Japanese officials are also looking to their Israeli counterparts for assistance in preparing for more conventional attacks, particularly terror attacks involving hostage situations and time-critical negotiations.
According to a report by the Israel Hayom newspaper, intelligence and security officials from six countries travelled to Israel to meet with members of the Israeli security establishment as part of a recent counter-terror conference hosted by Israel Police focusing on negotiations in the age of global Islamic terrorism – an issue of particular interest to Japanese officials as they prepare for 2020.
"The world can learn a great deal from our experience with terrorism," a senior police official told Israel Hayom. "But today there is also a lot we can learn from the rest of the world."

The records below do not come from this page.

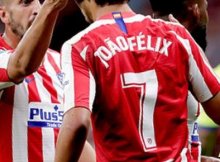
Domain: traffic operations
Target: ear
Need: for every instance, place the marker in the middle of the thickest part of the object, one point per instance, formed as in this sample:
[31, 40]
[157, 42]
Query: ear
[3, 15]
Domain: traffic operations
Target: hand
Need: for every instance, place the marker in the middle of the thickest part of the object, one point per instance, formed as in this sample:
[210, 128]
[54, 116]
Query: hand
[172, 19]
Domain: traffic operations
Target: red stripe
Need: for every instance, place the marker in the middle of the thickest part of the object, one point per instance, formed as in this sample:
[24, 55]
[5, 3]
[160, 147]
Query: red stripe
[56, 131]
[35, 151]
[81, 82]
[48, 84]
[6, 112]
[32, 89]
[53, 63]
[4, 75]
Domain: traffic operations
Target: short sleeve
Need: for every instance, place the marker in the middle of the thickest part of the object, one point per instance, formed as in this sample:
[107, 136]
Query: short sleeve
[4, 79]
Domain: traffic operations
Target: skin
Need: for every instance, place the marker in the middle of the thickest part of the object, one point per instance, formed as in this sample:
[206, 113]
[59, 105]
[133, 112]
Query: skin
[20, 34]
[76, 120]
[23, 61]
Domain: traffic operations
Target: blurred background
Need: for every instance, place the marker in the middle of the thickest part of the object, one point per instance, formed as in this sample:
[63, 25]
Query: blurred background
[71, 21]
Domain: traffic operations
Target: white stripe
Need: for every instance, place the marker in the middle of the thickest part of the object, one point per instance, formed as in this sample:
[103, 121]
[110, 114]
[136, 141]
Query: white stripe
[199, 85]
[45, 96]
[19, 125]
[5, 85]
[53, 75]
[92, 90]
[183, 155]
[48, 144]
[4, 59]
[83, 53]
[69, 99]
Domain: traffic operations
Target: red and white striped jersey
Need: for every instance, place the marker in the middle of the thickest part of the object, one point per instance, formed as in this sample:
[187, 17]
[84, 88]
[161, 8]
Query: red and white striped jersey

Following the 2015 Paris attacks, which included a hostage situation in the Bataclan theater and negotiations with terrorists, the challenge of confronting terrorists in such instances has become a top priority for anti-terror forces around the world.
“For a significant period of time, there were negotiations – and no shooting,” during the Bataclan attack, a senior official told Israel Hayom. “During these periods of [quiet], you have an opportunity to do things against the terrorists. People like us who deal with terror attacks around the world see that terrorism today is different. They’re faster, dynamic, are conducted by individuals without [terror] infrastructures.”
Japanese security forces currently lack Arabic translators for hostage situations or tracking jihadist communications, the Israeli police official noted, saying that Japan’s special police forces had minimal experience dealing with terrorism.